Kita tidak bisa mengandalkan Para Anggota DPR untuk mengundang begitu saja. Mereka harus disadarkan bahwa Negara ini adalah milik Rakyat, bukan milik Partai-Partai Politik. Dan yang bisa menyadarkan satu-satunya adalah Kekuatan Rakyat. Mengenai soal keamanan, kita ikuti aturan hukum dengan melakukan pemberitahuan ke Polisi. Polisi pasti akan memberikan Surat Tanda Terima Pemberitahuan (STTP), jika melihat tidak ada agenda di DPR yang berpotensi menimbulkan gejolak konflik. Seperti aksi besar dengan agenda lain. Itu sudah menjadi aturan perundangan atas kebebasan menyampaikan pendapat dan berdemonstrasi. Karena bagaimanapun Polisi tidak berhak ikut berpolitik praktis, tapi justru wajib mensukseskan kegiatan Rakyat dalam menata kembali Organisasi Negara. Sehingga Polisi tidak memiliki alasan untuk memaksa kita menghentikan langkah politik kita. Politik Rakyat yang merupakan Politik Tertinggi dalam sebuah Sistem Negara.

Lantas, apa kita bisa membiarkan saja Negara terus dikuasai oleh Kelompok Oligarki dan Taipan yang saat ini sedang dikontrol Cina (RRC-PKC) demi satu kepentingan besar; yaitu Kolonisasi atau Penjajahan atau Imperialisme (Paham Penjajahan). Semua kembali pada Rakyat dan Kelompok-Kelompok yang menginginkan Kedaulatan di Tangan Rakyat.

Lantas apakah saya sebagai Koordinator dan Penanggung Jawab Pelaporan dan Permintaan Sidang Istimewa dan Pemakzulan Jokowi diam begitu saja? Tentu tidak, kita ingin benar-benar solidkan di antara kelompok-kelompok pergerakan semuanya, sampai benar-benar solid. Momentum yang kita sedang kita proses adalah mengulang konsolidasi kembali.

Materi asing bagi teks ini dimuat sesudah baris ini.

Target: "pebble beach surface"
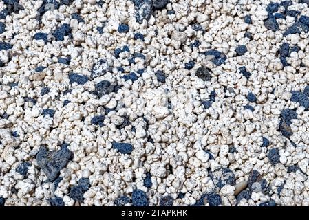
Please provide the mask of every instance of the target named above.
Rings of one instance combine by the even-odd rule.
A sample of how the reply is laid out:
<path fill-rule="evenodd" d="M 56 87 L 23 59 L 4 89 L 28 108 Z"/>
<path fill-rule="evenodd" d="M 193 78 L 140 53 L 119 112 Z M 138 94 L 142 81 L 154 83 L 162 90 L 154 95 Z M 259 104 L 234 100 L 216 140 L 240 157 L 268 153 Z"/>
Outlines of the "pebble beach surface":
<path fill-rule="evenodd" d="M 309 0 L 0 0 L 0 206 L 309 206 Z"/>

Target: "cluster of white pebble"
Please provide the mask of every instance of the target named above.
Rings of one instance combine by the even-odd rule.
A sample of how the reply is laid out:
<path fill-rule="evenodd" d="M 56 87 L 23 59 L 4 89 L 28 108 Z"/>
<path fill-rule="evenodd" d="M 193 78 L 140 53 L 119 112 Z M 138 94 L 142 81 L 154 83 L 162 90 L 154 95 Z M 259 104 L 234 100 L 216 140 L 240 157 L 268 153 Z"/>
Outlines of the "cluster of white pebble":
<path fill-rule="evenodd" d="M 309 206 L 309 0 L 0 1 L 1 206 Z"/>

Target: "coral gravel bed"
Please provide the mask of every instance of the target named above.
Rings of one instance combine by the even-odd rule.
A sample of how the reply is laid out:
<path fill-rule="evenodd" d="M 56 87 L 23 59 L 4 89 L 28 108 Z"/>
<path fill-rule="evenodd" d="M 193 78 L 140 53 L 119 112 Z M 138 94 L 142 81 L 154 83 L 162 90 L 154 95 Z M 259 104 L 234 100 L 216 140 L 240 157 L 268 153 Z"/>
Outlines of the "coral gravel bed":
<path fill-rule="evenodd" d="M 308 206 L 308 0 L 0 1 L 0 206 Z"/>

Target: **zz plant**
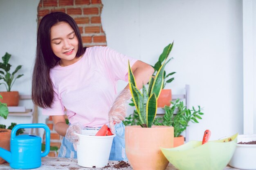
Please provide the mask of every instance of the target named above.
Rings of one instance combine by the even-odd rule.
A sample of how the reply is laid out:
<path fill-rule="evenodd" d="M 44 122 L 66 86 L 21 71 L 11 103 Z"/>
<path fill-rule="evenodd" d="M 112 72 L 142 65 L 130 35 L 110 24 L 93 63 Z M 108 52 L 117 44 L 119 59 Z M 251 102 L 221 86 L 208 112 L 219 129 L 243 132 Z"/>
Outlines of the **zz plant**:
<path fill-rule="evenodd" d="M 183 102 L 179 99 L 171 103 L 170 106 L 164 106 L 165 113 L 164 117 L 156 118 L 154 124 L 173 126 L 174 137 L 179 137 L 189 126 L 189 122 L 198 123 L 198 119 L 202 119 L 201 116 L 204 113 L 201 112 L 200 106 L 198 106 L 198 109 L 193 106 L 192 109 L 190 110 L 187 108 Z"/>
<path fill-rule="evenodd" d="M 3 71 L 4 71 L 4 72 L 2 70 L 0 70 L 0 79 L 3 79 L 4 81 L 4 83 L 0 83 L 0 84 L 4 84 L 7 91 L 11 91 L 11 88 L 16 79 L 23 75 L 23 74 L 20 74 L 16 78 L 14 77 L 14 75 L 21 68 L 22 66 L 21 65 L 18 66 L 12 73 L 10 73 L 10 68 L 11 65 L 9 63 L 9 62 L 11 56 L 11 54 L 7 52 L 2 57 L 3 62 L 0 62 L 0 68 L 2 68 Z"/>
<path fill-rule="evenodd" d="M 160 67 L 157 74 L 152 76 L 149 81 L 147 91 L 143 85 L 142 92 L 136 86 L 134 76 L 128 63 L 128 80 L 130 89 L 136 110 L 137 111 L 139 121 L 137 123 L 141 127 L 151 128 L 154 122 L 157 108 L 157 100 L 164 85 L 164 72 L 165 62 L 171 50 L 171 44 L 164 53 L 165 61 Z"/>
<path fill-rule="evenodd" d="M 0 95 L 0 98 L 3 99 L 2 97 Z M 2 117 L 4 119 L 7 118 L 7 116 L 9 114 L 9 110 L 7 107 L 7 104 L 0 102 L 0 117 Z"/>

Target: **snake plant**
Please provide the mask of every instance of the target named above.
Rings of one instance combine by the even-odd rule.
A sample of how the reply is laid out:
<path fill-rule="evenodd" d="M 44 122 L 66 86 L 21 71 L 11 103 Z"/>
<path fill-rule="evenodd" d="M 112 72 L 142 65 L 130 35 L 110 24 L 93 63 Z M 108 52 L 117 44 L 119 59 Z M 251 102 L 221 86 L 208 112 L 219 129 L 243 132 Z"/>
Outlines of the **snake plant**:
<path fill-rule="evenodd" d="M 164 85 L 164 72 L 166 61 L 172 47 L 170 44 L 164 53 L 165 60 L 157 73 L 149 81 L 148 89 L 143 85 L 142 92 L 136 86 L 134 76 L 128 62 L 129 86 L 135 106 L 138 111 L 139 124 L 142 127 L 151 128 L 157 113 L 157 101 Z"/>

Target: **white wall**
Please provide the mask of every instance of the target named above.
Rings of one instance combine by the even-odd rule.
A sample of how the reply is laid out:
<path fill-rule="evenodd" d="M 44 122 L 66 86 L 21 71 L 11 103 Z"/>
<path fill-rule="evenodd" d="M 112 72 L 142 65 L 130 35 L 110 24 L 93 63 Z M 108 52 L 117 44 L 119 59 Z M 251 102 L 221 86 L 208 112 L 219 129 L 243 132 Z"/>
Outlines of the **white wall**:
<path fill-rule="evenodd" d="M 253 61 L 253 68 L 254 73 L 251 75 L 252 78 L 253 79 L 254 83 L 253 86 L 255 87 L 256 86 L 256 1 L 255 0 L 252 1 L 252 34 L 253 36 L 253 44 L 252 45 L 252 55 L 253 58 L 254 59 Z M 256 133 L 256 88 L 254 88 L 254 99 L 252 102 L 254 104 L 254 133 Z"/>
<path fill-rule="evenodd" d="M 12 91 L 20 94 L 31 93 L 31 76 L 36 54 L 37 28 L 37 7 L 39 0 L 0 0 L 0 57 L 2 60 L 6 52 L 11 55 L 9 63 L 12 72 L 18 65 L 22 68 L 17 75 L 24 75 L 17 79 Z M 1 80 L 1 82 L 2 80 Z M 4 85 L 0 85 L 0 91 L 6 91 Z M 31 104 L 31 103 L 28 104 Z M 45 119 L 39 115 L 39 122 L 45 123 Z M 26 118 L 9 117 L 6 120 L 0 118 L 0 124 L 9 126 L 11 122 L 25 123 Z"/>
<path fill-rule="evenodd" d="M 190 140 L 243 133 L 243 18 L 241 0 L 103 0 L 108 45 L 150 64 L 174 40 L 166 66 L 175 71 L 166 85 L 173 93 L 190 85 L 191 106 L 204 108 Z M 121 84 L 119 90 L 124 85 Z"/>

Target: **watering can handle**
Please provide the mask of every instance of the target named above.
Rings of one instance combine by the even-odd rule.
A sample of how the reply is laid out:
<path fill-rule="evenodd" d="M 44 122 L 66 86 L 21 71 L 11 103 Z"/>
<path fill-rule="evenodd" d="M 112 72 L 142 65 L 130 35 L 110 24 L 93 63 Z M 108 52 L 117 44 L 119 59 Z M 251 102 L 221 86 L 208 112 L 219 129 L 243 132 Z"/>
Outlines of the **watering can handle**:
<path fill-rule="evenodd" d="M 19 124 L 16 125 L 11 130 L 11 139 L 16 137 L 16 132 L 19 129 L 27 128 L 43 128 L 45 130 L 45 150 L 41 153 L 41 157 L 47 155 L 50 152 L 50 129 L 45 124 Z"/>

Karena untuk satu perubahan mendasar, kita tidak bisa berharap lewat Pemilu dan Pilpres 2019. Harapan itu justru akan merusak dan dengan mudah Rakyat diperdaya oleh Kongsi-kongsi baru Oligarki dan Konglomerasi Taipan.

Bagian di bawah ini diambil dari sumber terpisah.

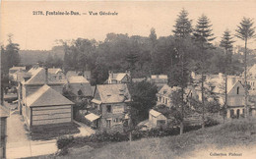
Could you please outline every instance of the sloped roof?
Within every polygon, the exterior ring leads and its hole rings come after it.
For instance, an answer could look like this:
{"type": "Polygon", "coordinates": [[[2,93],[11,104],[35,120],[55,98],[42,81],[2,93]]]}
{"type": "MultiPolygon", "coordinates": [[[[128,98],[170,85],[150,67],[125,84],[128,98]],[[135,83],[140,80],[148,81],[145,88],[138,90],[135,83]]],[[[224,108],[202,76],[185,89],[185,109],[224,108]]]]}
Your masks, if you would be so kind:
{"type": "MultiPolygon", "coordinates": [[[[37,68],[37,69],[31,69],[29,71],[32,76],[32,78],[25,82],[25,84],[43,84],[45,83],[45,69],[37,68]]],[[[48,74],[48,83],[65,83],[65,80],[57,80],[48,74]]]]}
{"type": "Polygon", "coordinates": [[[12,67],[9,70],[26,70],[26,67],[12,67]]]}
{"type": "Polygon", "coordinates": [[[120,103],[131,101],[131,95],[125,83],[99,84],[97,92],[102,103],[120,103]]]}
{"type": "Polygon", "coordinates": [[[6,118],[9,117],[8,112],[5,111],[5,109],[2,108],[2,105],[0,105],[0,118],[6,118]]]}
{"type": "Polygon", "coordinates": [[[27,97],[29,107],[71,104],[74,103],[46,84],[27,97]]]}
{"type": "Polygon", "coordinates": [[[67,74],[66,74],[66,77],[69,78],[69,77],[75,77],[75,76],[78,76],[78,73],[75,72],[75,71],[68,71],[67,74]]]}
{"type": "Polygon", "coordinates": [[[167,77],[167,75],[152,75],[151,79],[165,79],[165,80],[167,80],[168,77],[167,77]]]}
{"type": "Polygon", "coordinates": [[[89,82],[69,83],[68,90],[76,96],[94,96],[93,88],[89,82]]]}
{"type": "Polygon", "coordinates": [[[62,72],[60,68],[49,68],[48,73],[49,74],[57,74],[58,72],[62,72]]]}
{"type": "Polygon", "coordinates": [[[156,111],[154,109],[152,109],[150,111],[150,114],[153,115],[154,117],[158,117],[158,116],[161,115],[161,113],[160,113],[160,112],[158,112],[158,111],[156,111]]]}
{"type": "Polygon", "coordinates": [[[68,78],[68,81],[70,83],[85,83],[89,81],[87,80],[86,78],[82,77],[82,76],[72,76],[68,78]]]}

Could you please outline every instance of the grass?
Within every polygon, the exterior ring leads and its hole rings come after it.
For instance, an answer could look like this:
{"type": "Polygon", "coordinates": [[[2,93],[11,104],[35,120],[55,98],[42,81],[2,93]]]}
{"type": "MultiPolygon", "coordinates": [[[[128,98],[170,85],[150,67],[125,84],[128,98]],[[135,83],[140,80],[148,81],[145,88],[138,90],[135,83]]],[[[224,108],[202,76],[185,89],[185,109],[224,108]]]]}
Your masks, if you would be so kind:
{"type": "Polygon", "coordinates": [[[65,156],[46,158],[187,158],[198,149],[209,147],[253,146],[256,145],[256,120],[233,120],[182,135],[100,144],[71,148],[65,156]]]}
{"type": "Polygon", "coordinates": [[[78,125],[75,123],[58,126],[40,126],[33,128],[29,135],[32,140],[49,140],[65,134],[79,133],[78,125]]]}

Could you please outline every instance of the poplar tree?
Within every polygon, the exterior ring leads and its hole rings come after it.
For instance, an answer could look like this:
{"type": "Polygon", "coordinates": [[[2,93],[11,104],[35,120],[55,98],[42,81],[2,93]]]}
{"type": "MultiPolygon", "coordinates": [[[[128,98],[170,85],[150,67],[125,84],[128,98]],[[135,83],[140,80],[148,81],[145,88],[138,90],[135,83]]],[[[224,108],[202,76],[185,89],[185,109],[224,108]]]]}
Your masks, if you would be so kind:
{"type": "Polygon", "coordinates": [[[225,118],[226,106],[227,106],[227,69],[229,68],[228,61],[228,52],[231,51],[234,41],[232,40],[230,31],[226,29],[222,37],[220,46],[224,49],[225,58],[224,58],[224,122],[225,118]]]}
{"type": "MultiPolygon", "coordinates": [[[[184,88],[186,87],[186,84],[188,82],[188,69],[186,68],[186,46],[185,46],[185,40],[188,38],[192,32],[192,26],[191,26],[191,20],[188,19],[188,12],[185,9],[182,9],[181,12],[178,15],[178,18],[176,19],[176,24],[174,26],[174,29],[172,30],[175,37],[176,42],[176,48],[174,48],[174,51],[176,51],[179,62],[176,65],[176,72],[173,72],[178,75],[172,75],[171,77],[179,77],[176,79],[176,84],[181,87],[181,119],[180,119],[180,134],[183,133],[183,122],[184,122],[184,88]]],[[[178,99],[177,99],[178,100],[178,99]]]]}
{"type": "Polygon", "coordinates": [[[196,27],[194,29],[194,39],[196,43],[198,44],[198,47],[200,49],[200,53],[198,56],[198,66],[199,66],[199,72],[201,74],[201,92],[202,92],[202,128],[205,128],[205,93],[204,93],[204,80],[205,80],[205,74],[207,69],[207,50],[210,48],[213,48],[213,44],[211,43],[215,37],[214,33],[212,33],[211,29],[211,22],[208,19],[207,16],[202,15],[199,17],[197,21],[196,27]]]}
{"type": "Polygon", "coordinates": [[[235,36],[244,41],[244,88],[245,88],[245,117],[249,117],[249,109],[247,104],[248,88],[247,88],[247,42],[251,38],[255,38],[255,27],[253,26],[253,20],[250,18],[243,18],[240,25],[235,29],[235,36]]]}

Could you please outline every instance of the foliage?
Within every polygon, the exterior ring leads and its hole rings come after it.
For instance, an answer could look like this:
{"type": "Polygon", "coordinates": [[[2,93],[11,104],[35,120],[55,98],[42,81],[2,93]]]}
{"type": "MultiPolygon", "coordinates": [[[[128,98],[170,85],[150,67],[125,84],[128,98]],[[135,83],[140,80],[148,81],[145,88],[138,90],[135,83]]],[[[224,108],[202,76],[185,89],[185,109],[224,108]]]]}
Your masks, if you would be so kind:
{"type": "Polygon", "coordinates": [[[147,119],[149,110],[157,104],[157,86],[145,80],[131,83],[128,86],[133,99],[131,107],[136,112],[137,116],[142,119],[147,119]]]}

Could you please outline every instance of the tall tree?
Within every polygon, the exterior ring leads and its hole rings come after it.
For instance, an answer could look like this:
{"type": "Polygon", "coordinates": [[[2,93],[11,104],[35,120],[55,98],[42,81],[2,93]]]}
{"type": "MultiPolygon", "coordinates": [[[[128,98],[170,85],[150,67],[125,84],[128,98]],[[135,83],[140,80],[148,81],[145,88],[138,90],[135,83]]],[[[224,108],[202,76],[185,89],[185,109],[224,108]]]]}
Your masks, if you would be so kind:
{"type": "Polygon", "coordinates": [[[225,118],[225,112],[226,112],[226,102],[227,102],[227,68],[229,68],[229,62],[230,60],[228,60],[228,52],[231,51],[232,49],[232,43],[234,41],[232,40],[230,31],[228,29],[226,29],[224,32],[224,35],[222,37],[222,41],[220,46],[224,48],[224,53],[225,53],[225,58],[224,58],[224,105],[223,107],[223,113],[224,113],[224,118],[225,118]]]}
{"type": "Polygon", "coordinates": [[[253,20],[250,18],[243,18],[240,22],[240,26],[238,26],[237,29],[235,29],[235,36],[242,39],[244,41],[244,88],[245,88],[245,116],[249,117],[249,109],[247,104],[248,98],[248,88],[247,88],[247,42],[251,38],[255,38],[255,27],[253,26],[253,20]]]}
{"type": "Polygon", "coordinates": [[[211,41],[215,39],[213,37],[214,33],[212,33],[211,29],[212,25],[210,24],[210,20],[207,16],[202,15],[199,17],[197,21],[197,25],[194,30],[194,39],[200,48],[200,53],[198,56],[198,66],[199,72],[201,74],[201,91],[202,91],[202,128],[205,128],[205,97],[204,97],[204,80],[205,74],[207,69],[207,49],[213,48],[213,44],[211,41]]]}
{"type": "Polygon", "coordinates": [[[176,81],[176,85],[181,87],[181,120],[180,120],[180,134],[183,133],[183,119],[184,119],[184,88],[186,87],[188,83],[188,69],[187,69],[187,50],[186,50],[186,44],[185,39],[188,38],[188,36],[192,32],[192,26],[191,26],[191,20],[188,19],[188,12],[185,9],[182,9],[181,12],[178,15],[178,18],[176,20],[176,24],[174,26],[174,29],[172,30],[174,32],[175,42],[176,42],[176,48],[174,48],[174,51],[176,52],[177,58],[178,58],[178,64],[175,65],[172,69],[174,72],[171,75],[171,77],[179,77],[174,79],[174,81],[176,81]],[[175,75],[178,74],[178,75],[175,75]]]}

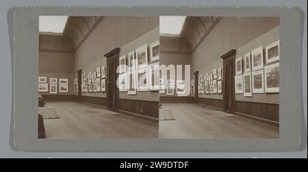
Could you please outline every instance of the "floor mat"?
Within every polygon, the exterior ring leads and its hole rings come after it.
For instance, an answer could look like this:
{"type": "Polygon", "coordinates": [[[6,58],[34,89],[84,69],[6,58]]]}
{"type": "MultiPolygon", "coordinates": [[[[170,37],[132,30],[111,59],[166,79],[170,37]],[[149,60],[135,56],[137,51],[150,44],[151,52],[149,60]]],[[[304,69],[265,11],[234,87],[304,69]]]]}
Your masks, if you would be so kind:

Perlu saya ingatkan, bahwa kondisi saat ini kita berhadapan dengan Negara Oligarki yang dibentuk paska reformasi yang menunggangi Kekuatan Rakyat bersama Asing dan Konglomerat Taipan yang saat ini dimanfaatkan untuk Kolonisasi Cina.

Akan tetapi Negara Oligarki dengan jaket-jaket politiknya berwujud partai-partai politik tersebut di dalamnya. Saya yakin masih ada orang-orang yang berpihak pada Rakyat. Oleh karena itu, kekuatan Rakyat harus dihidupkan kembali dan berani menolak agenda “Suap Menyuap” atau “Gerakan Wani Piro” yang hanya menguntungkan kantongnya sendiri dan kelompoknya. Kita harus berpuasa sampai Rakyat benar-benar mampu memegang Negara secara kuat. Ini Sistem yang harus dikembalikan ke Rakyat.

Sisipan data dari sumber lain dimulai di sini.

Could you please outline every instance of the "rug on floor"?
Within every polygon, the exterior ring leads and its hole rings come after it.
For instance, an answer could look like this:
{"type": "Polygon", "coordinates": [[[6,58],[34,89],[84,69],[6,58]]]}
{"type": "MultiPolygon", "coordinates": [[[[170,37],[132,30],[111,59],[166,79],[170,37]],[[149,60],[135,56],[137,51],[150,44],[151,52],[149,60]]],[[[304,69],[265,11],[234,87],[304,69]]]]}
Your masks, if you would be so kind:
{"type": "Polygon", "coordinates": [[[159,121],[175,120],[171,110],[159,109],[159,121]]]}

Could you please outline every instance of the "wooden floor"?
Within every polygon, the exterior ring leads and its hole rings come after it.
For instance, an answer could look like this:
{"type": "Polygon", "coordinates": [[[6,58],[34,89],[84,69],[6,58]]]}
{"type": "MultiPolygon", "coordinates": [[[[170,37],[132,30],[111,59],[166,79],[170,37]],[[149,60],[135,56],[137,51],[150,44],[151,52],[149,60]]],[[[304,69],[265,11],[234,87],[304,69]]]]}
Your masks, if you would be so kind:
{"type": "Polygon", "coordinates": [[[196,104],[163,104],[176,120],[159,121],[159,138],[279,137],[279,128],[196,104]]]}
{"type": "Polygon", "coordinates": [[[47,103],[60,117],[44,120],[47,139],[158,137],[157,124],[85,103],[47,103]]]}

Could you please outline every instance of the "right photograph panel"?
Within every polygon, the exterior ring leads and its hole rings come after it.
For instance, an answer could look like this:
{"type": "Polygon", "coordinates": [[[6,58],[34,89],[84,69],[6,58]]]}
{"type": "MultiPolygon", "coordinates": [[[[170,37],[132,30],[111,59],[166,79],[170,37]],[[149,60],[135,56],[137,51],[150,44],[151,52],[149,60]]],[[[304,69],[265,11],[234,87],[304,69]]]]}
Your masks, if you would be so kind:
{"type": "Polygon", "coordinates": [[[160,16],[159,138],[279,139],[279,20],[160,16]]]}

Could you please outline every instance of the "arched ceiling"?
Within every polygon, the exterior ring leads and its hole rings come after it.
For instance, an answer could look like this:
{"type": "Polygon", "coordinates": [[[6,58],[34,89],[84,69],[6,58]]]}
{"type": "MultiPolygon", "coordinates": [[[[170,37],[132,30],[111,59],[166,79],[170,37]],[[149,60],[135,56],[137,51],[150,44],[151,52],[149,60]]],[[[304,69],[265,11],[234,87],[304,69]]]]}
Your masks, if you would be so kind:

Persoalan siapa yang memimpin atau menjadi Presiden kelak itu bukan soal. Mau Prabowo, Gatot Nurmantyo atau mungkin Saudara-saudari dari aktivis Kalangan Muda yang punya kemampuan menjalankan perintah-perintah Rakyat. Itu persoalan nanti. Yang terpenting adalah, kita selenggarakan Sidang Istimewa dengan agenda :

1. Cabut Mandat Jokowi-JK.
2. Kembali Ke UUD 45 Asli.
3. Perkuat Hak-Hak Rakyat Pribumi.
4. Bentuk Pemerintah Transisi.

Pemerintah Transisi ini hanya bisa berjalan antara 3 (tiga) sampai 4 (empat) tahun. Tetapi idealnya 3 (tiga) tahun. Setelah itu baru kita akan melihat calon-calon Presiden yang mampu menjalankan perintah-perintah Rakyat.

Salam perjuangan untuk semuanya. Merdeka..!!!!

*Yudi Syamhudi Suyuti, Ketua Presidium Musyawarah Rakyat Indonesia (MRI).